Why Amazon Is Expanding Its Logistics Capabilities to the High Seas

Earlier this year, the news that Amazon China had registered to operate as an ocean freight forwarder in the U.S. surprised nearly everyone. The move means that Amazon will be able to organize the shipment of goods from a factory in China to a company or customer in the U.S.

The filing was first spotted by Flexport, a logistics startup, and though Amazon has yet to comment on the strategy behind the move, it seems entirely logical.

"It's a very smart move," said Jaime Jimenez, CEO of iContainers, a startup trying to digitize the ocean freight industry. "They're going to make it easier for Chinese suppliers to get stock to American customers."

As Jimenez explained, the $350 billion ocean freight industry is completely outdated and a nightmare to deal with. If a merchant wants to ship a container from China to the U.S., they could spend up to 40 days emailing with various providers and carriers trying to figure out how much it would cost and how long it would take.

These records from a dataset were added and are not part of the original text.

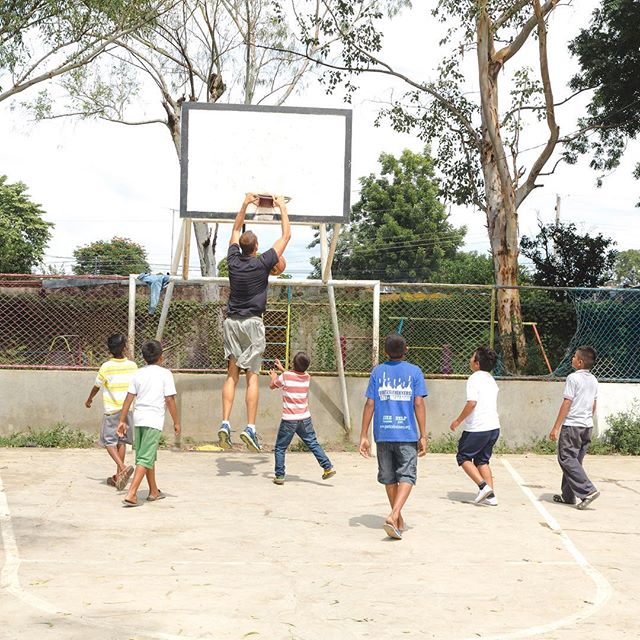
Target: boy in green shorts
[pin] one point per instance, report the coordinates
(153, 389)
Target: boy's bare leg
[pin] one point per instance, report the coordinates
(472, 471)
(154, 492)
(116, 456)
(485, 472)
(229, 388)
(139, 474)
(252, 396)
(397, 494)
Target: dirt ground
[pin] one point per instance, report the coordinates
(229, 554)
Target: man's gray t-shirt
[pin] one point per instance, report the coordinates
(581, 388)
(249, 279)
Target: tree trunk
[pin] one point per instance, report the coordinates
(503, 234)
(500, 196)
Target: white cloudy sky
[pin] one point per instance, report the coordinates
(96, 179)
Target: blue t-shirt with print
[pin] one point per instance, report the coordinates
(393, 386)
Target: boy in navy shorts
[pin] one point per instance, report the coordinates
(481, 428)
(395, 401)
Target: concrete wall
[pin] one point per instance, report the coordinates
(38, 399)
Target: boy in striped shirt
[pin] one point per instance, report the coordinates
(296, 418)
(114, 377)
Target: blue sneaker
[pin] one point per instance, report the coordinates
(224, 437)
(250, 438)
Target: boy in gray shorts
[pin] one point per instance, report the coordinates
(395, 401)
(113, 378)
(243, 329)
(573, 428)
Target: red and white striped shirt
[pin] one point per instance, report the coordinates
(295, 394)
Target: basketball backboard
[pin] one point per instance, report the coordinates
(301, 153)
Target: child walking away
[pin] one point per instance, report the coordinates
(113, 378)
(481, 428)
(395, 401)
(573, 428)
(153, 389)
(296, 418)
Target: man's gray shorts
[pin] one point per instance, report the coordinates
(108, 435)
(244, 341)
(397, 462)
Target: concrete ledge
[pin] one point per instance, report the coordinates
(38, 399)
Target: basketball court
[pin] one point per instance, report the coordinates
(230, 555)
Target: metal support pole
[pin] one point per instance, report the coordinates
(186, 248)
(131, 335)
(346, 416)
(326, 270)
(492, 325)
(169, 292)
(375, 351)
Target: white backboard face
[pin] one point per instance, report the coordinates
(229, 150)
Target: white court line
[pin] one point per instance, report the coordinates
(10, 581)
(603, 588)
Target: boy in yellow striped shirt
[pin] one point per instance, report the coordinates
(114, 377)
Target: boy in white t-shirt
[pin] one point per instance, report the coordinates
(573, 428)
(153, 389)
(481, 428)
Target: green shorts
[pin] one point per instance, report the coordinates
(146, 442)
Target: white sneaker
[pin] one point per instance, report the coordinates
(483, 493)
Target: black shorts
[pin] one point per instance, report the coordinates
(477, 446)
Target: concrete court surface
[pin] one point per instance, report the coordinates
(228, 554)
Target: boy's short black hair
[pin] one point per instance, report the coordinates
(116, 345)
(151, 351)
(588, 355)
(486, 358)
(301, 362)
(395, 346)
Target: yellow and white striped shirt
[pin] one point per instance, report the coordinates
(114, 377)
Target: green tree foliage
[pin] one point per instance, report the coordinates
(23, 233)
(44, 39)
(626, 270)
(399, 229)
(476, 137)
(118, 256)
(564, 258)
(608, 52)
(467, 267)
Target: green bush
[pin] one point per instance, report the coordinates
(623, 435)
(59, 436)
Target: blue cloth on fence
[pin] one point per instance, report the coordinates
(157, 284)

In the last year, Amazon has imported about 10,000 20-foot containers into the U.S., and received an additional 20,000 containers from merchants as part of the Fulfillment by Amazon program, according to Ocean Audit, a freight auditing consultancy. About 90 percent of the FBA shipments originated in China, according to Ocean Audit.

To get a better idea of how complicated the ocean freight industry is, iContainers asked 40 freight forwarders for a quote to ship a container, and only half of them answered within a week and 59% weren't even able to provide them with the door-to-door quote they were looking for.